The first New York art fair week of 2023 is upon us. As various fairs opened their doors this week, our team was on the ground scoping out the highlights—from fresh, emerging discoveries, to hidden 20th-century gems, to prime works from some of the most celebrated artists working today.
Below, we share the standout booths from Future Fair, Independent, and TEFAF New York.
In a dynamic two-person booth from New York–based gallery P.P.O.W, abstract artist Grace Carney and ceramist Jessica Stoller focus on the gendered female body in society. In Carney’s pastel-colored abstractions, the artist builds and erases layers, a process she views as a metaphor for unearthing the body’s vulnerability. The vivid work lures audiences into a landscape that attends to the various histories of interpersonal and public oppression of women’s bodies.
Stoller’s ceramics more clearly engage with the history of persecution against women. In Untitled (Pry) (2022), audiences see a cloaked woman tearing open her womb, recalling the anatomical venus sculptures of the 19th-century. Those sculptures have their own sordid history, as scientists used cadavers of precious individuals without consent of the individual or next of kin.

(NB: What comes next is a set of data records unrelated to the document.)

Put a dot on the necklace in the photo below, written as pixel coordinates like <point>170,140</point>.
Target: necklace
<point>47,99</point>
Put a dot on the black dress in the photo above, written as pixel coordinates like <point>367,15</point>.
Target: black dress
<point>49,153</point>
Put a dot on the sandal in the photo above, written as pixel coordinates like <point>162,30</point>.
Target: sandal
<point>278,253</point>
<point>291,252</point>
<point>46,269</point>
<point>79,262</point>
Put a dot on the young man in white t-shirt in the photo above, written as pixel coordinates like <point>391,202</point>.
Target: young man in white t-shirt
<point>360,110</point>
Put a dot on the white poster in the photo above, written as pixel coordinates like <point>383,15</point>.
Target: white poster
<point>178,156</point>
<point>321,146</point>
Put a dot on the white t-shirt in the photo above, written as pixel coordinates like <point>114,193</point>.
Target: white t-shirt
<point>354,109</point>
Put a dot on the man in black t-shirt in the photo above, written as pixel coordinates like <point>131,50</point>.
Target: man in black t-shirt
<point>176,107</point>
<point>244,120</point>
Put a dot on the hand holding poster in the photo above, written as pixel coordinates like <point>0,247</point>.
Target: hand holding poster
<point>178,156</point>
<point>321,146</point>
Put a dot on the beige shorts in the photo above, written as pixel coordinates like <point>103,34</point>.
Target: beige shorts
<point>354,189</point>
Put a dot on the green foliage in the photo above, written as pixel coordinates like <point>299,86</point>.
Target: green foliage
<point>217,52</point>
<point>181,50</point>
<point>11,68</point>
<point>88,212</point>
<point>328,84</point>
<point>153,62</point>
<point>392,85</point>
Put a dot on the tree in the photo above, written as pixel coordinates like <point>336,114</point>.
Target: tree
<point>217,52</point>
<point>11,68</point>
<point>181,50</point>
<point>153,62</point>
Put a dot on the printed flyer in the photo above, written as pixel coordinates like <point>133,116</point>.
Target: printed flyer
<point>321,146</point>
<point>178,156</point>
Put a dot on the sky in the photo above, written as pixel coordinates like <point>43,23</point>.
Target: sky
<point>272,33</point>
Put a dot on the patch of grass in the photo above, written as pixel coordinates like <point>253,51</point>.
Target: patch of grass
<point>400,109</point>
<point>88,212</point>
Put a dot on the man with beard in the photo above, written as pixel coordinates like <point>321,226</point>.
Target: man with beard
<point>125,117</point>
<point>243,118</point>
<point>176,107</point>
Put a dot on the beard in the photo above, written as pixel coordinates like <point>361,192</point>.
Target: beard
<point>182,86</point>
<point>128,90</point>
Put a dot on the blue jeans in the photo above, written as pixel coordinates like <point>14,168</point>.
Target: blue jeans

In another sculpture, a figure’s face is surrounded by light blue scales with a large butterfly on its head, which Ella Blanchon from P.P.O.W described to Artsy as being symbolic of abortifacients and their role in witch trials. For the artist, the witch trials’ origins were a way to punish women and their relationship to alternative medicine. Blanchon added, “These artists are interested in our relationship with our bodies and nature. They consider how the police and abuse of women’s bodies parallel the abuse and destruction of nature.”